I won’t go into the story itself, you can read it here. What is interesting though is how quickly the flames of such a potentially damaging story have been doused. Yesterday this was a front page story and appeared across a number of nationals and online publications. Today though, not a whimper. More than that though, a quick search on Google News reveals less than 30 articles. On BlogPulse and the various Twitter trend trackers the story barely raises a squeak!
I’m not going to judge Starbucks on this as I don’t know the ins and outs of the issue however given how prevalent environmental issues are within today’s media, their PR and crisis teams have to be commended for a job well done. Yesterday’s news really has become today’s fish and chip paper!

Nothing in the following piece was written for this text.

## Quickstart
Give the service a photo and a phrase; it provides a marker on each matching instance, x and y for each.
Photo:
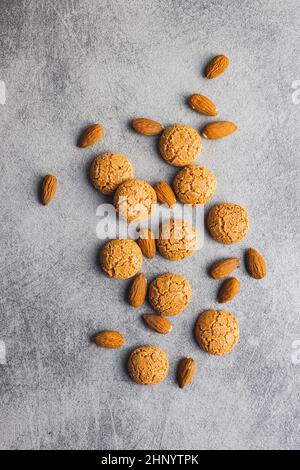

It is worth pointing out that they did get a small helping hand with Palin misquoting one of their coffee cup quotes the other day. It may not have sold lattes but it certainly deflected some of the attention off the running taps!

Two things spring to mind… One is the line from the article “It was considering other alternatives and cut its water use per square foot this year” – surely you can easily claim this just by building bigger stores? If a new store is 100 sq ft bigger than it would have been, they still only have one dipper well, so yeah they’re using less water per square foot…
Two is that Starbucks have only come under fire because people can see this tap. What about the hundreds, possibly thousands, of restaurants across the country that have constantly running taps for things like defrosting? And a constantly-fed potwash machine? No-one notices this massive waste of water because you can’t see it.